News from Indonesia: Basyir charged with supporting Aceh terrorist camp

by Chris Lundry

Indonesian police have charged Indonesian cleric Abu Bakar Basyir with supporting terrorism for his role in the the Jemaah Islamiyah training camp in Aceh. He has been accused of participating in planning and funding the project and ordering others to commit terrorist acts, and police reported finding progress reports and videos from the camp.

The training camp, led by Javanese who came to Aceh thinking they would find support, was broken up in February 2010. Its members were either arrested or killed by police (CSC blog post on the camp here).

Police arrested Basyir on August 9, but after seven days — the time allowed by Indonesian law for detention without charges — they requested and were granted a 40-day extension.

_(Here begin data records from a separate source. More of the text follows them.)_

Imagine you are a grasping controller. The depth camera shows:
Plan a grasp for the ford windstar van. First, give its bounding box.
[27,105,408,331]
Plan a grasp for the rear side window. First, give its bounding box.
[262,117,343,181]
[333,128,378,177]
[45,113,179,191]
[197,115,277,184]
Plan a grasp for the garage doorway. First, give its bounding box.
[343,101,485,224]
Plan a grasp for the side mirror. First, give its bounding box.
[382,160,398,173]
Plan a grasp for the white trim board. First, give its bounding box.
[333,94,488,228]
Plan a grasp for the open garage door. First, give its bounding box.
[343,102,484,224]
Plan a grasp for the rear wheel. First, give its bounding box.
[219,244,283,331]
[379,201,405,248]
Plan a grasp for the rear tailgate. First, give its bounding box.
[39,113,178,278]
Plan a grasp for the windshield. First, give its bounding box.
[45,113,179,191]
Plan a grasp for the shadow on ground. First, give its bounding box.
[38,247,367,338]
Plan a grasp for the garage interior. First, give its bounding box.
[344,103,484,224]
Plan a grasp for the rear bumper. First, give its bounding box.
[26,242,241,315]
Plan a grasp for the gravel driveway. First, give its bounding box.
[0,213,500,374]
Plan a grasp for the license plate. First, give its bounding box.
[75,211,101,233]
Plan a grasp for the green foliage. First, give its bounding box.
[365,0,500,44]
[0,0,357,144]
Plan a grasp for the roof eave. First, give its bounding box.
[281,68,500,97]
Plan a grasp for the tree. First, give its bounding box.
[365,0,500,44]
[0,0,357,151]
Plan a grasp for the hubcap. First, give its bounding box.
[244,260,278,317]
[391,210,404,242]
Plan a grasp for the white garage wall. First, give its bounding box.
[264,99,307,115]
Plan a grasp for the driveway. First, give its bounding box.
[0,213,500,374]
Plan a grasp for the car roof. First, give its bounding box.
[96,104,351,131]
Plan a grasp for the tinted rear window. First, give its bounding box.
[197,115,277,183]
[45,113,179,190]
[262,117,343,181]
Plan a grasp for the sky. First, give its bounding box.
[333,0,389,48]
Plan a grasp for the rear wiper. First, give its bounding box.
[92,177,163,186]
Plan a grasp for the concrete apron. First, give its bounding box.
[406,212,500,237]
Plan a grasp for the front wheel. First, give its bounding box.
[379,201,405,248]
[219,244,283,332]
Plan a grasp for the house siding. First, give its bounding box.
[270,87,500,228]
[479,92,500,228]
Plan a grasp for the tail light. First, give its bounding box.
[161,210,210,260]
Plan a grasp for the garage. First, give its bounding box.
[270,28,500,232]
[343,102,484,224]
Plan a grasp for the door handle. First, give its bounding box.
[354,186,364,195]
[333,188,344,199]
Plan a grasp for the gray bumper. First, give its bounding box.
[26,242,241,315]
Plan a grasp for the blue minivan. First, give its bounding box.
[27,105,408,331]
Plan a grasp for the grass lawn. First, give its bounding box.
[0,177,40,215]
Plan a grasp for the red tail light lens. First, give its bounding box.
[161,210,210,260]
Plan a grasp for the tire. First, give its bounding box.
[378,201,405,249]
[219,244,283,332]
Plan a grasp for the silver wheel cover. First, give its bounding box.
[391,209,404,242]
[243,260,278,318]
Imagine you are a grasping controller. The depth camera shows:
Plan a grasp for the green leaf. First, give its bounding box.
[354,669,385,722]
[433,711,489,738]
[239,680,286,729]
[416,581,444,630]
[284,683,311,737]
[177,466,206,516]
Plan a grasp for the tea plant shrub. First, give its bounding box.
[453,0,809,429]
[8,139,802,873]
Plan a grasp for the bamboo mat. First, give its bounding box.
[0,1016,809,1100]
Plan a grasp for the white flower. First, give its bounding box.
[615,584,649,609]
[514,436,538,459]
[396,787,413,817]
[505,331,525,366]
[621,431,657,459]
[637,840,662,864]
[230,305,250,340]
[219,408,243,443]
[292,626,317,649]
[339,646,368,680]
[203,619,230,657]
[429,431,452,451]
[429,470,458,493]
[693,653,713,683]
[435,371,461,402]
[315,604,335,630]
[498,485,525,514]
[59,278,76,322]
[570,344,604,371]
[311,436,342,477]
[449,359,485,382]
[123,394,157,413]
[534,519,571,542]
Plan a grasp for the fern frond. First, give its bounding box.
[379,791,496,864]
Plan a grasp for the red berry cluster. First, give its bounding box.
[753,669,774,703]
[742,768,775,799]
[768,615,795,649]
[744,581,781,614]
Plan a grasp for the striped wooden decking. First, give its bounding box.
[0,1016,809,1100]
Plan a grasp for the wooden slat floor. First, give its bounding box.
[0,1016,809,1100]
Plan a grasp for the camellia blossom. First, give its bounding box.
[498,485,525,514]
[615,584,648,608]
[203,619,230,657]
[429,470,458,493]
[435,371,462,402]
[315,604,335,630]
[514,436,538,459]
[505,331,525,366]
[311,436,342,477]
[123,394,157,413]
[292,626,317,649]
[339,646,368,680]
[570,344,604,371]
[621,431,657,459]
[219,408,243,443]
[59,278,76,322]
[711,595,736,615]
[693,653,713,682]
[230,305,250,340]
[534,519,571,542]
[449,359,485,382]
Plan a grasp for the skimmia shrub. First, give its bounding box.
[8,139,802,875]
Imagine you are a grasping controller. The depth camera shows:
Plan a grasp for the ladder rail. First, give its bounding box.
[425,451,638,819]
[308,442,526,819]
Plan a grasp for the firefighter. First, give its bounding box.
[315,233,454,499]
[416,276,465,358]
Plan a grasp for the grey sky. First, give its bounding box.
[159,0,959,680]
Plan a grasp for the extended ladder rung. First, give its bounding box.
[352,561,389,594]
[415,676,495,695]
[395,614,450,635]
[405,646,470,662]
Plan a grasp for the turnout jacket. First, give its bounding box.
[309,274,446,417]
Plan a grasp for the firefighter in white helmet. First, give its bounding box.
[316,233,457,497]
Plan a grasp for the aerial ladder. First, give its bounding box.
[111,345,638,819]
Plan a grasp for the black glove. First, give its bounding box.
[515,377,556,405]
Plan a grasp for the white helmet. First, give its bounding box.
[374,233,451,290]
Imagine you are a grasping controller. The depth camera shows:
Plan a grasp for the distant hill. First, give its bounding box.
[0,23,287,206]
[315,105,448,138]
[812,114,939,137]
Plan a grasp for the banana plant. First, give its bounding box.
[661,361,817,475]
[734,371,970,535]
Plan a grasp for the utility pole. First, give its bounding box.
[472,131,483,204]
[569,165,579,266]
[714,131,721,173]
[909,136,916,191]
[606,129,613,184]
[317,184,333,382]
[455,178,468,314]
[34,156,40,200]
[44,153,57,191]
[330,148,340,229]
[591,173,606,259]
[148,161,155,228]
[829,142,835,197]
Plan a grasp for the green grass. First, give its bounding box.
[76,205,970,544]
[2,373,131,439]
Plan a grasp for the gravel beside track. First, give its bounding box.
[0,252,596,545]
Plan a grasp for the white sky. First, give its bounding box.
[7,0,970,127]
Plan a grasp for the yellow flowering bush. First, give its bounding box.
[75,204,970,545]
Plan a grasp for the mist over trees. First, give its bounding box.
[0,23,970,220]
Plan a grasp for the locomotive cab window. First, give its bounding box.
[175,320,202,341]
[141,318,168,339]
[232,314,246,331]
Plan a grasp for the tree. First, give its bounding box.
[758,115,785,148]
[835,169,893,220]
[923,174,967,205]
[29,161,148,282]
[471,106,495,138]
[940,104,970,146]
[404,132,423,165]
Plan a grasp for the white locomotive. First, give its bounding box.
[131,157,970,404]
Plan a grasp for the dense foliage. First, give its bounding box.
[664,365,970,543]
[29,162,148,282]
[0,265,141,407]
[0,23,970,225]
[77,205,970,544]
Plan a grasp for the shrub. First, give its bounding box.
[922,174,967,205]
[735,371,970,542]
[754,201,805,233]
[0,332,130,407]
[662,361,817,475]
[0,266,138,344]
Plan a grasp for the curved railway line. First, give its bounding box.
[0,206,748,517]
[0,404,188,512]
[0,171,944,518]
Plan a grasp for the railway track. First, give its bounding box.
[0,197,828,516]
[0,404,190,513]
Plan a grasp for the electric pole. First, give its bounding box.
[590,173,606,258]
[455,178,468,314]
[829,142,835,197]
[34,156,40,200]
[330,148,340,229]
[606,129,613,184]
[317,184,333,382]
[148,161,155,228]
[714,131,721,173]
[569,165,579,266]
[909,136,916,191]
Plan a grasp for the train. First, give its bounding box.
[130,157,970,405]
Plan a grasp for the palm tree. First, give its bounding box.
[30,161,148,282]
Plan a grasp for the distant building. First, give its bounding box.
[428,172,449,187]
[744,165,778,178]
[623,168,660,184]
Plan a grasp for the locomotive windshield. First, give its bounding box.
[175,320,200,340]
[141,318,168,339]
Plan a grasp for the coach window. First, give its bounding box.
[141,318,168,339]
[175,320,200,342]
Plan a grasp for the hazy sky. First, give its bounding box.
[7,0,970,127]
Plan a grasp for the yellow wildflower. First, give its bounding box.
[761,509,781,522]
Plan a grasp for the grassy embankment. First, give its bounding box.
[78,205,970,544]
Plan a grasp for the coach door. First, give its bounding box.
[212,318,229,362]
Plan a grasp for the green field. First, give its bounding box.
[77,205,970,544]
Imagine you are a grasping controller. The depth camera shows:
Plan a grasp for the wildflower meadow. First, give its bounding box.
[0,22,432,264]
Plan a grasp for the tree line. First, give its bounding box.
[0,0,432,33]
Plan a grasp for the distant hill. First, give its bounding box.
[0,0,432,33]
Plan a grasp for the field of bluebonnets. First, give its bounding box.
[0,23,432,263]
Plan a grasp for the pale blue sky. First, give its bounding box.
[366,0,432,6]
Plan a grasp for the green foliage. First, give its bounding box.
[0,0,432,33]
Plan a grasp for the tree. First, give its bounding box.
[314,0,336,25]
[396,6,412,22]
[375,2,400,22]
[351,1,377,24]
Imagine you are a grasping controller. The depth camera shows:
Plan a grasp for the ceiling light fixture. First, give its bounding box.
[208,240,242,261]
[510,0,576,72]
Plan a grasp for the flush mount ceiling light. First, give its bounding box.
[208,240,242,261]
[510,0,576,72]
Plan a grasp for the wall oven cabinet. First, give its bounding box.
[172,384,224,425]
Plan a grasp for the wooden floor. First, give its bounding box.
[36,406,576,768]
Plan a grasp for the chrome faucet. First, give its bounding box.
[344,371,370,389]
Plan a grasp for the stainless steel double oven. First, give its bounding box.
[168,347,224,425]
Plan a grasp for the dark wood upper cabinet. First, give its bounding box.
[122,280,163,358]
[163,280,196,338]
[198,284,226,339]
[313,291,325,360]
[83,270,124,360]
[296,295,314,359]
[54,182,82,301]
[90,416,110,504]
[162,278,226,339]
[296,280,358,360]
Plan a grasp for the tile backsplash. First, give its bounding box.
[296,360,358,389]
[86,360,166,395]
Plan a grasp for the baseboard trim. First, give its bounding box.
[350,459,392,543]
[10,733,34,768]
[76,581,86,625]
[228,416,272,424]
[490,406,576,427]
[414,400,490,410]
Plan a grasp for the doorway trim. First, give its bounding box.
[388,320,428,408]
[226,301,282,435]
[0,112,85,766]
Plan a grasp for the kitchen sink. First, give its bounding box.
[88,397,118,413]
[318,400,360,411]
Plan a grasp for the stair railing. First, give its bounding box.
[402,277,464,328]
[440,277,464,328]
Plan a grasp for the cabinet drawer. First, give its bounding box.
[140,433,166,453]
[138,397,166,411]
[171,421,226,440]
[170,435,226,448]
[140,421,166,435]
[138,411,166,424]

Now that charges have been filed, the police are weighing whether to release him or continue to detain him until the trial begins. Baysir is old and frail, and police may assume that he would pose a minimal risk for flight.

Basyir served two brief jail terms for his involvement in the bombings of Christian churches in 2000 and for his role in the 2002 Bali bombing and the 2003 attack on the Marriott hotel. In these trials, police were unable to make the most serious charges stick, and Basyir served relatively brief jail sentences. Indonesian media reports over the new charges, however, give detailed information regarding, for example, money transfers from Basyir to the Aceh group (such as this English language story in the Jakarta Post), which may indicate that the police have enough evidence to convict Basyir on more serious charges this time.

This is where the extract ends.